In Bed with Hideo Nomo – Partie 1

Début d’une série d’articles sur une de mes idoles, le lanceur droitier Hideo "Tornado" Nomo, joueur majeur dans l’histoire des relations baseballistiques entre Japon et Etats-Unis. Vous doutiez-vous qu’avant le débarquement de la Tornade Nippone chez les Los Angeles Dodgers en 1995, peu d’Américains se doutaient qu’on jouait au baseball au Japon ? Au mieux, le championnat Japonais avait auprès d’eux  l’image d’une Minor League dans laquelle les vieilles stars MLB pouvaient grapiller leurs dernières piécettes avant de plier boutique.

Cela n’a pas empêché Nomo, l’un des meilleurs pitchers des Ligues Professionelles Japonaises à l’époque, de débarquer après sa saison 1994 suite à une petite entourloupe sur laquelle nous reviendrons et c’est grâce à sa motion pour le moins originale (son windup notamment) et à sa forkball bien tranchante qu’il deviendra le buzz des Majeures en 95…

A la fin du mois de mai de sa première saison US, le sieur Nomo Hideo (野茂 英雄) dominait la National League en terme de strikeouts à tel point qu’en juin, il fut élu “Pitcher of the Month” grâce entre autres à un record pour un “rookie Dodger” de 16 K dans un même game face aux Pirates de Pittsburgh (j’en entends déjà qui rigolent) et en juillet, avec une fiche de 6W-1L et un ERA de 2,79, il deviendra le lanceur partant de la Ligue Nationale lors du All-Star Game. Barry Bonds, en pleine bourre à l’époque, est bluffé : "Je n’ai encore jamais vu de lanceur comme lui. C’est juste impossible de frapper sa balle, surtout avec sa motion bizarre. On n’a pas la moindre idée de ce qui va arriver."

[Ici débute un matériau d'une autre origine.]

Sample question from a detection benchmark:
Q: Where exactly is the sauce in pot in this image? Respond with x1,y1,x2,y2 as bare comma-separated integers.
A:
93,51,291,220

La "Nomomania" fait grimper la fréquentation du Dodger Stadium de plusieurs milliers à chaque start du phénomène, notamment grâce à la large population Asiatico-Ricaine de LA à laquelle se combinent les nombreux Japonais en tour-operator dans le secteur. A la mi-saison, il y a tant de Japs au stade que les membres du staf sont formés à la langue du pays du Soleil Levant et la franchise y ouvre même un resto Japonais. Inutile de préciser que les goodies à l’effigie de Nomo partent comme des petits sushis… Le respecté annonceur Vin Scully, présent depuis 1955 dans les travées du ballpark des Dodgers, voit en Hideo "the most exciting player to join the Dodgers in a generation". Rien que ça !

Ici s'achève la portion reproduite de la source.